Britain needs to offer greater clarity on Brexit if the relationship with India is to develop further, a senior BJP spokesperson said, while also emphasising the challenges that would be faced in any attempt at forging a UK-India Free Trade Agreement.

Speaking at the London launch of the Modi Doctrine at the Indian High Commission on Tuesday, Vijay Chauthaiwale, head of the BJP’s Foreign Affairs Division, said that the visit of Theresa May in early November had occurred in the face of not very high expectations because of the Brexit uncertainty. That uncertainty had been reflected in the visit, and to ‘take the relationship to the next level we will need to get a lot of clarity from the British side,” he said during the discussion on Indian foreign policy. Pointing to the issue of immigration which remained a major obstacle to the relationship he advocated more “pragmatic approach,” pointing to the steady decline in Indian student numbers.

Chauthaiwale is the latest politician to signal the cracks in the UK-India relationship, despite the British government’s insistence that stronger trade relations with countries such as India would be the way ahead for a post-Brexit Britain.
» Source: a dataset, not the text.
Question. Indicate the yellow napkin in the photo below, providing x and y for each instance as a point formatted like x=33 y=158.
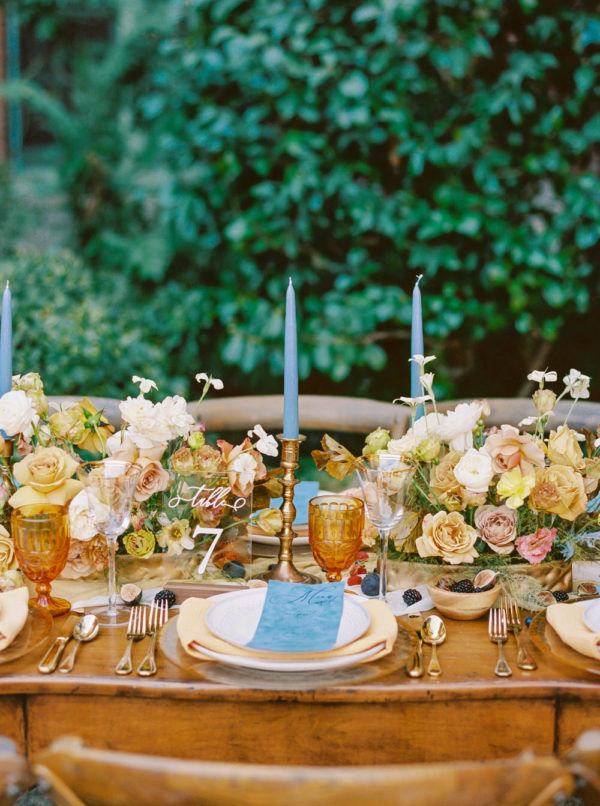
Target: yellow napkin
x=13 y=614
x=567 y=620
x=192 y=631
While British opposition leader Jeremy Corbyn criticised Britain for failing to treat India as a true partner, Commerce and Industry Minister Nirmala Sitharaman told the BBC earlier this month that India and Britain were no longer “old friends” but were in a “tight professional engagement.”

Chauthaiwale was also cautious about the prospects for an India-UK Free Trade Agreement, and the belief that it would somehow have an “easier path” than a free trade agreement with the European Union, shackled by the differing priorities of its member state. There were a number of issues relating to trade, services, immigration and visas that had stood in the way of the FTA with the EU, he said. “These are all very interlinked. Unless we can have an integrated approach these issues will remain.”

US relationship

Asked about the party’s position on US President Elect Donald Trump, Chauthaiwale said his personal opinion was that the US India-relationship had matured to a level that it would take someone working “very hard to disrupt it.”

He also noted bipartisan Congressional support for strong India relations and the backing that the Hindu Republican Coalition had given him. He noted positive comments that Trump had made of Prime Minister Narendra Modi. “The message in it is that Trump wants to have good relations with India.”